HasData
Back to all posts

Scrape ZoomInfo Without Blocking (2025)

Valentina Skakun
Valentina Skakun
Last update: 10 Dec 2025

The most reliable way to scrape ZoomInfo is extracting the hidden JSON object (ng-state) using SeleniumBase in UC Mode. 

Standard requests will fail due to TLS fingerprinting, and standard CSS selectors are brittle. 

Below is a complete, copy-pasteable solution using SeleniumBase to avoid the “Press & Hold” captcha and extract the hidden JSON that works the same for profile pages, company pages, and search pages.
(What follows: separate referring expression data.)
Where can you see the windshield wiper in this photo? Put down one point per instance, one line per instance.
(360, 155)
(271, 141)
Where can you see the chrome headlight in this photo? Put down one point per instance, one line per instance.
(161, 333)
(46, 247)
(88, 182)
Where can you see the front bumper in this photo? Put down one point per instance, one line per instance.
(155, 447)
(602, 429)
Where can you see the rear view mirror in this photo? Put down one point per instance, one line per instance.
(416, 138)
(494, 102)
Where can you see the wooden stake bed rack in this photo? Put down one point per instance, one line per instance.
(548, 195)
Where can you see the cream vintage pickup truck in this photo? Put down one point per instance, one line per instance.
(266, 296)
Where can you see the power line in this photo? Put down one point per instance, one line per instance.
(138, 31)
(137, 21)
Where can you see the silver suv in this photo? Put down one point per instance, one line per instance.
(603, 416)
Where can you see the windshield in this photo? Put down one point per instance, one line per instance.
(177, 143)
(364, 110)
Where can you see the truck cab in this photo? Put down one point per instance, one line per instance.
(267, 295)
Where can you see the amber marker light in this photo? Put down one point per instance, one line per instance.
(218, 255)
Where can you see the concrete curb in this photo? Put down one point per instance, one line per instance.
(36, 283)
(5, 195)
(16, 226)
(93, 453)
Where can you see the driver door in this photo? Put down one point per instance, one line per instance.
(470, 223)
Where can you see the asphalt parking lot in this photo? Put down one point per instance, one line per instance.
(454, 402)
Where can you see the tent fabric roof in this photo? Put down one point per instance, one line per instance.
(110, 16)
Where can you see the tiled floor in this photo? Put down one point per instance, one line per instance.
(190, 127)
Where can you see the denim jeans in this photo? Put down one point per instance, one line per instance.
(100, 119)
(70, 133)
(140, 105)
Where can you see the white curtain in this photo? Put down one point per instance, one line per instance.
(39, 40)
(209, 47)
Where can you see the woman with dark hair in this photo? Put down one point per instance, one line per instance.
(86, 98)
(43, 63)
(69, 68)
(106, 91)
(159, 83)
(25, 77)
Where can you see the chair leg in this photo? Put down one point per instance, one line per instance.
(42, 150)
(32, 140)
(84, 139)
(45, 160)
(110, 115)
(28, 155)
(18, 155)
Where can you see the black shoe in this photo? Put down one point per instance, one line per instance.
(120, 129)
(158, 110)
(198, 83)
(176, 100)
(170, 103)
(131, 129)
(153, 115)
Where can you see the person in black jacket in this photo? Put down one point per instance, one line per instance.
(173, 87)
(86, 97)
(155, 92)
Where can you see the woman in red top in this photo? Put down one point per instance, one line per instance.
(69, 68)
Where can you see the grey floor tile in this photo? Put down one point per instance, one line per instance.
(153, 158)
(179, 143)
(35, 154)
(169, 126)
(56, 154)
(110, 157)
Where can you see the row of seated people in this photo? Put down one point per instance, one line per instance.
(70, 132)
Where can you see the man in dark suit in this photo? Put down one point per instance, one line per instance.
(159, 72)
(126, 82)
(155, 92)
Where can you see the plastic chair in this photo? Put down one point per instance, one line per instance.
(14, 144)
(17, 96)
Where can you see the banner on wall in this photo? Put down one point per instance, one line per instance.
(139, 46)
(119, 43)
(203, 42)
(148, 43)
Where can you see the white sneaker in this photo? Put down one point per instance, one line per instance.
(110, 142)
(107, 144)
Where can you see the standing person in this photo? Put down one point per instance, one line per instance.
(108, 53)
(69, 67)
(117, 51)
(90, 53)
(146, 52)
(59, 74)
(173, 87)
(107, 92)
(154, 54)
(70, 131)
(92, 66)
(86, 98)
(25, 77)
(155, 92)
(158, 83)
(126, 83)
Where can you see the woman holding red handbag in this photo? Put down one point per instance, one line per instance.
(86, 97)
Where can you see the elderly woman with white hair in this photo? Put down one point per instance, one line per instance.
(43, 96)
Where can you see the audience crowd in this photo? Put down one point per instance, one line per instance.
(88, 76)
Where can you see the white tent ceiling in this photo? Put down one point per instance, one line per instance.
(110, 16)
from seleniumbase import SB
from selenium.webdriver.common.by import By
import time, json, random

# Base URL for the page (search, person, or company)
base_url = "https://www.zoominfo.com/people-search/industry-health-services-extra-eyJtYW5hZ2VtZW50TGV2ZWwiOlsiRGlyZWN0b3IiXX0%3D"  # or person/company URL
pages = 5  # for search pages set max 5 pages; for single profile/company set 1
all_data = []

with SB(uc=True) as sb:
    for page in range(1, pages + 1):
        url = f"{base_url}?pageNum={page}" if pages > 1 else base_url
        sb.uc_open_with_reconnect(url, 4)
       
        # Random delay to mimic human behavior and reduce anti-bot detection
        time.sleep(random.uniform(1, 3))
       
        try:
            # Find all JSON scripts containing page data
            scripts = sb.find_elements('script[type="application/json"]', by=By.CSS_SELECTOR)
           
            for el in scripts:
                # Extract and parse JSON content
                content = el.get_attribute("innerHTML")
                data = json.loads(content)
               
                # If JSON is empty, likely a temporary block/honeypot
                if not data:
                    print(f"Page {page}: Empty JSON, wait 30-60s and retry")
                    continue
               
                # Remove internal keys we don't need
                data.pop("__nghData__", None)
                data.pop("cta_config", None)
               
                # Store the cleaned data
                all_data.append(data)
       
        except Exception as e:
            # Catch any errors for this page
            err_msg = str(e).lower()
            if "429" in err_msg:
                print(f"Page {page}: Rate limited (429), wait 30-60s and retry")
                time.sleep(random.uniform(30, 60))
            elif "403" in err_msg:
                print(f"Page {page}: Forbidden (403), switch IP/proxy and retry next day")
            elif "503" in err_msg:
                print(f"Page {page}: Service unavailable (503), ZoomInfo outage, retry after 5 min")
                time.sleep(random.uniform(30, 60))
            else:
                print(f"Page {page} unknown error:", e)
                time.sleep(random.uniform(30, 60))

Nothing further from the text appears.